Serialization and deserialization of remote call parameters can become a performance bottleneck. In particular, deserialization of a complex datatype involves not only creating the object to begin with, but also a number of memory allocations and CPU cycles when deserializing all the fields and subfields of the object.

To improve performance in these circumstances, RCF provides a global cache of objects used during remote calls. Objects used as parameters in one remote call, can be transparently reused in subsequent calls. This means that construction overhead and memory allocations due to deserialization, can be eliminated in subsequent calls.

Here is an example of caching std::string objects:

RCF_BEGIN(I_Echo, "I_Echo")
RCF_METHOD_R1(std::string, Echo, std::string)
RCF_END(I_Echo)
class EchoImpl
{
public:
std::string Echo(const std::string & s)
{
return s;
}
};
EchoImpl echo;
server.bind<I_Echo>(echo);
server.start();
int port = server.getIpServerTransport().getPort();
RCF::ObjectPool & cache = RCF::getObjectPool();
// Enable caching for std::string.
// * Don't cache more than 10 std::string objects.
// * Call std::string::clear() before putting a string into the cache.
auto clearString = [](std::string * pStr) { pStr->clear(); };
cache.enableCaching<std::string>(10, clearString);
std::string s1 = "123456789012345678901234567890";
std::string s2;
RcfClient<I_Echo> client(( RCF::TcpEndpoint(port) ));
// First call.
s2 = client.Echo(s1);
// Subsequent calls - no memory allocations at all, in RCF runtime, or
// in std::string serialization/deserialization, on client or server.
for (std::size_t i=0; i<100; ++i)
{
s2 = client.Echo(s1);
}
// Disable caching for std::string.
cache.disableCaching<std::string>();

In this example, the first call to Echo() will cause several server-side deserialization-related memory allocations - one to construct a std::string, and another to expand the internal buffer of the string, to fit the incoming data.

With object caching enabled, after the call returns, the server-side string is cleared and then held in the object cache, rather than being destroyed. On the next call, instead of constructing a new std::string, RCF reuses the std::string in the cache. Upon deserialization, std::string::resize() is called, to fit the incoming data. As this particular string object has already held the requested amount of data earlier, the resize() request does not result in any memory allocation.

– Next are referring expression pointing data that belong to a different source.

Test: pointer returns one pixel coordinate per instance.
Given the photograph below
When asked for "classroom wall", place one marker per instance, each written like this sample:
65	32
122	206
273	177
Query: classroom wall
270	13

The object cache is configured on a per-type basis, using the RCF::ObjectPool::enableCaching<>() and RCF::ObjectPool::disableCaching<>() functions. For each cached datatype, you can specify the maximum number of objects to cache, and which function to call, to put the objects in a reusable state.

The object cache can be used with any C++ type, not just the types that appear in a RCF interface. If your server-side code repeatedly creates and destroys objects of a particular type, you can enable object caching for that type.

Scalability

RCF is built to scale as far as the underlying hardware and operating system allow it.

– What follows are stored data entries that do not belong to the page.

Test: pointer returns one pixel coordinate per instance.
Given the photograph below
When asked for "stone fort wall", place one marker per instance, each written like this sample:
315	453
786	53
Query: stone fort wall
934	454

Scalability is usually of more concern on the server-side than client-side, as servers tend to manage far more network connections than any individual client would.

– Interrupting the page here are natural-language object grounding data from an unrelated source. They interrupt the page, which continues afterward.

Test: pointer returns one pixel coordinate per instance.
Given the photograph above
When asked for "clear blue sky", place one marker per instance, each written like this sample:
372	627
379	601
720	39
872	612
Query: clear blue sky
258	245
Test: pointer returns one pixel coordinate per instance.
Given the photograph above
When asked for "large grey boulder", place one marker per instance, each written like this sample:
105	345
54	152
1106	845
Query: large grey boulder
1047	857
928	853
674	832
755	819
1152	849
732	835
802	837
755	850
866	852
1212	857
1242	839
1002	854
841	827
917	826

RCF's server transport implementation is based on Asio, a well-known C++ networking library which has been part of the Boost library for many years, and will likely form the foundation for a future networking libary in the C++ standard. Asio is a mature and high-performance networking back-end, which leverages native network API's when they are avaialable (I/O completion ports on Windows, epoll() on Linux, /dev/poll on Solaris, kqueue() on FreeBSD), and less performant API's when they aren't (BSD sockets).

As such, the number of clients a RCF server can support is essentially determined by the number of cores and amount of memory available to the server, as well as the application-specific resources required by each client.

RCF has been designed to yield minimal performance overhead, with network intensive, high throughput applications in mind. Keep in mind that bottlenecks in distributed systems tend to be determined by the overall design of the distributed system - a poorly designed distributed system will have its performance cut off well before the communications layer reaches its limit.